In contrast, Mrs. Custer is not married, does not have the certain employment prospects of the Debtor and is not currently employed on a full time basis. Furthermore, her health condition makes future full time employment, for the unskilled 62 year old woman, highly unlikely. A discharge of the stock buyout payments would be an extreme detriment to her. Based on these facts, the court finds the Debtor has failed to meet his burden under § 523(a)(15)(B).

Finally, the court finds no grounds for dismissal of the Debtor’s petition. Mrs. Custer has alleged in her complaint that the bankruptcy petition was not filed in good faith and was only filed to prevent the Debt- or from being jailed for contempt of the Common Pleas Court Order. The evidence does not support this allegation. The petition indicates that the Debtor has significant debt in addition to the claim owed to Mrs. Custer. See, Petition, Schedule D listing secured claims of $ $80,572.10, and Schedule E listing taxes owed to the I.R.S. of $89,-787.00 for tax years 1990 through 1993.

An order in accordance with the foregoing shall issue forthwith.

ORDER

For the reasons set forth in the accompanying Memorandum of Decision, the court finds that the obligation of the Debtor, Alfred Lee Custer, to pay $450.00 weekly to Bonnie Lee Custer, pursuant to stock buyout and separation agreements, should be declared nondischargeable and judgment rendered accordingly. The court further finds that the Debtor’s petition should not be dismissed for lack of good faith.

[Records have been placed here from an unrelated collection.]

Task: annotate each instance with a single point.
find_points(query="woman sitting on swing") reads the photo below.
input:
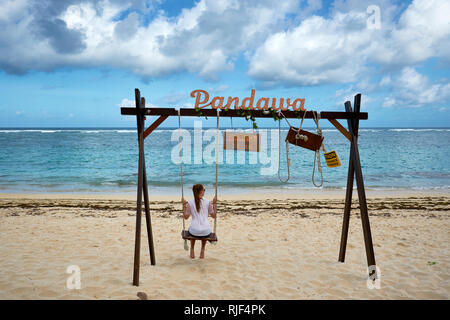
(199, 208)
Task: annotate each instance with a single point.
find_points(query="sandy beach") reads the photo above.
(270, 247)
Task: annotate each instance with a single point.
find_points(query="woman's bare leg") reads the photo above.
(202, 252)
(192, 248)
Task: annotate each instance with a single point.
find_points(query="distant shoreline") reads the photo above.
(258, 195)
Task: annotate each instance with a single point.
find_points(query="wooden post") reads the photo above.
(355, 170)
(137, 242)
(349, 192)
(361, 191)
(146, 202)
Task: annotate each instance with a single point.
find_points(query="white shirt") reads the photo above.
(200, 225)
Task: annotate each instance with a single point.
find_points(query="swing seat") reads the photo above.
(187, 236)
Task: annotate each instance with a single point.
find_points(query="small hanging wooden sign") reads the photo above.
(332, 159)
(241, 141)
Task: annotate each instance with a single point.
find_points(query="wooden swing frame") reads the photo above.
(354, 168)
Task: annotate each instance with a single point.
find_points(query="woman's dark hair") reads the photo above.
(197, 188)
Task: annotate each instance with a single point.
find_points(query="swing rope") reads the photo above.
(288, 161)
(317, 153)
(181, 174)
(217, 170)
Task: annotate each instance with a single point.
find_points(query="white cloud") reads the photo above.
(412, 89)
(204, 39)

IT IS THEREFORE ORDERED that judgment be and hereby is rendered in favor of the plaintiff, Bonnie Lee Custer and against the Debtor, Alfred Lee Custer, on her complaint to determine dischargeability.

IT IS FURTHERED ORDERED that judgment be and hereby is rendered in favor of the Debtor, Alfred Lee Custer and against the plaintiff, Bonnie Lee Custer on her complaint seeking dismissal of the Debtor’s petition for lack of good faith.

IT IS SO ORDERED. 
      
      . Early in their marriage she had worked for a short time as a legal secretary.
     
      
      . An earlier draft of the separation agreement provided that the Debtor would pay Mrs. Custer $600.00 per week in alimony and Debtor would transfer 10 shares of his stock to Mrs. Custer, leaving Debtor with 110 shares and Mrs. Custer with 90 shares.
     
      
      . The "present needs" test has been criticized by many other circuit courts. See Gianakas, 917 F.2d 759; Forsdick v. Turgeon, 812 F.2d 801 (2d Cir.1987); Boyle v. Donovan, 724 F.2d 681 (8th Cir.1984). However, the Sixth Circuit has continued to use it to determine whether obligations that are not designated as support are nondischargeable under Section 523(a)(5). See O’Connor, Cavanagh, Anderson, Westover, Killingsworth & Beshears v. Berlin (In re Berlin), 30 F.3d 39 (6th Cir.1994).
     
      
      . The court will not consider Mrs. Custer’s income from her part-time employment, as her medical condition makes even part-time employment uncertain.